Yandex scrapes Google and other SEO learnings from the source code leak
๐ Abstract
The article discusses the recent leak of Yandex's codebase, which provides a rare glimpse into the inner workings of a modern search engine. The author analyzes the leaked code, highlighting similarities and differences between Yandex and Google's search technologies, and shares insights into Yandex's ranking factors, indexing processes, and architectural components.
๐ Q&A
[01] Yandex Codebase Leak
1. What are the key insights the author gained from reviewing the Yandex codebase?
- The codebase reveals details about Yandex's search engine architecture, including its dual-distributed crawler system, sharded database structure, and use of BERT and neural network-based ranking (MatrixNet).
- The codebase contains over 17,000 ranking factors, which are categorized as static, dynamic, and search-related. This suggests a highly complex and dynamic ranking environment, similar to Google's.
- The author found initial ranking factor weights hard-coded in the codebase, providing insights into Yandex's relevance scoring process.
- The codebase also reveals Yandex's use of various text processing techniques like TF-IDF, BM25, and BERT, as well as its link analysis and anti-spam measures.
2. How does the Yandex codebase compare to Google's search technology?
- While Yandex is not Google, the two companies share similarities in their use of state-of-the-art technologies and approaches to search, such as distributed computing, neural networks, and natural language processing.

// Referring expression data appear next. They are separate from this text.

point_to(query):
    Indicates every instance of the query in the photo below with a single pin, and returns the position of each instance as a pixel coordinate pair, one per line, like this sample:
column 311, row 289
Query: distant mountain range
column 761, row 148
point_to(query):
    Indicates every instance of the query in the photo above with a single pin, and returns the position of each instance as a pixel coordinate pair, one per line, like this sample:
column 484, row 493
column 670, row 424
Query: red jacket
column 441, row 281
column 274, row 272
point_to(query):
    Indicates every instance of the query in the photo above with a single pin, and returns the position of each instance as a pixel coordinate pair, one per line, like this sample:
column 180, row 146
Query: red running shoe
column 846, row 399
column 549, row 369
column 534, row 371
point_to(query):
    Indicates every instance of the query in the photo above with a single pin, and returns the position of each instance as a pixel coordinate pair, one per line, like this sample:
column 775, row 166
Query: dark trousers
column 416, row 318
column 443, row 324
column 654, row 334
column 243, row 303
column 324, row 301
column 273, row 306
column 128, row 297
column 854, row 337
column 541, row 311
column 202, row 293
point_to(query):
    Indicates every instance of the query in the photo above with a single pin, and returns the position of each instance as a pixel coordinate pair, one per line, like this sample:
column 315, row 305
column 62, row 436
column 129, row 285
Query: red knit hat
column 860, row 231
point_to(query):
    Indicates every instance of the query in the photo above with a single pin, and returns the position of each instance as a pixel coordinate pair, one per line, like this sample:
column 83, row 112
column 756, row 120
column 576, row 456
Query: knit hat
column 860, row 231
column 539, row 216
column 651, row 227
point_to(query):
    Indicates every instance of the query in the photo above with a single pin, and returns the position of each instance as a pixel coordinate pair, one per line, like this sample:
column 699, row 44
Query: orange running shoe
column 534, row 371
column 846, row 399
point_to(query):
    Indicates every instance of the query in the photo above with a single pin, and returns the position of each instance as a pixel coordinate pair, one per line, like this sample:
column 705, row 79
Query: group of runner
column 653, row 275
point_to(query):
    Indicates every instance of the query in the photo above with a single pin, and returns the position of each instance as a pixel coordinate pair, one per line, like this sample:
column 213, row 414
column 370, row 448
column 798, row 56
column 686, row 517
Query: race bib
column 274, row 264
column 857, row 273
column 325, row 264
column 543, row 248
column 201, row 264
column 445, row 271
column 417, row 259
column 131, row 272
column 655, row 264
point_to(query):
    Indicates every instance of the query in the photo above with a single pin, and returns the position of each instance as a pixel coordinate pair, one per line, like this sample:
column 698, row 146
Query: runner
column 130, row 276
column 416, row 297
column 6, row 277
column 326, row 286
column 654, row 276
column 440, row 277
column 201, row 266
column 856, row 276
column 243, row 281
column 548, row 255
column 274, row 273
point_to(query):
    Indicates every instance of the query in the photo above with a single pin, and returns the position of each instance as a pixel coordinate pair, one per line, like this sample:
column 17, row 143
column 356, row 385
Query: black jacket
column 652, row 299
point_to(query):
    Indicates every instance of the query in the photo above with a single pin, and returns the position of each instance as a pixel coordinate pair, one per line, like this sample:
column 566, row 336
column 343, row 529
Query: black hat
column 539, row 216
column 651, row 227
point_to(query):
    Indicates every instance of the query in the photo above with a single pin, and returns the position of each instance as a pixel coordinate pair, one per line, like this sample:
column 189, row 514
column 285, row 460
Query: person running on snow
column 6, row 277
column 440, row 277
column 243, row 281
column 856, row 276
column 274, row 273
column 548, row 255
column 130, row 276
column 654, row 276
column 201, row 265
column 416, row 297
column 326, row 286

- The author notes that many Yandex engineers have also worked at Google, and the companies share some open-source technologies like TensorFlow and BERT.
- However, the author also highlights differences, such as Yandex's lack of a separate rendering system for JavaScript and its apparent use of some Google data in its ranking calculations.
3. What are the implications of the Yandex codebase leak for the SEO community?
- The codebase provides valuable insights that can help the SEO community expand their understanding of modern search engine ranking factors and algorithms beyond the traditional "200 signals" narrative.
- The author suggests the codebase will lead to more hypotheses and testing around ranking factors, as well as improvements in SEO tools and techniques to better measure and analyze the factors that modern search engines consider.
- The author also anticipates that the leak will spur innovation as engineers at various search engines learn from the Yandex codebase.
[02] Ranking Factors and Algorithms
1. What are the key ranking factors and algorithms revealed in the Yandex codebase?
- The codebase contains over 17,000 ranking factors, covering a wide range of metrics related to content, links, user signals, and more.
- The author highlights some of the most heavily weighted positive and negative ranking factors, as well as some unexpected factors that stood out.
- Yandex uses a multi-layered ranking process, with an initial relevance scoring followed by re-ranking using its neural network-based MatrixNet system.
- The codebase also reveals Yandex's use of various text processing techniques like TF-IDF, BM25, and BERT, as well as its link analysis and anti-spam measures.
2. How do Yandex's ranking factors and algorithms compare to Google's?
- The author suggests that Google's "200 signals" are likely composed of many individual features, similar to the thousands of factors found in the Yandex codebase.
- Both Yandex and Google use distributed computing and neural network-based ranking approaches, indicating similarities in their overall architectural approaches.
- However, the author notes that Yandex appears to have some unique features, such as its "Vital Hosts" boost that favors certain news agencies, which differs from Google's stated commitment to avoiding biases in its ranking system.
3. What are the implications of the revealed ranking factors and algorithms for SEO practitioners?
- The codebase provides SEO practitioners with a more concrete understanding of the complexity and dynamism of modern search engine ranking, moving beyond the abstract "200 signals" narrative.
- The insights can inform new hypotheses and testing around ranking factors, as well as improvements to SEO tools and techniques to better measure and analyze the factors that search engines consider.
- The author suggests the codebase will spur innovation in the SEO community as practitioners work to maximize the opportunities presented by the leaked information.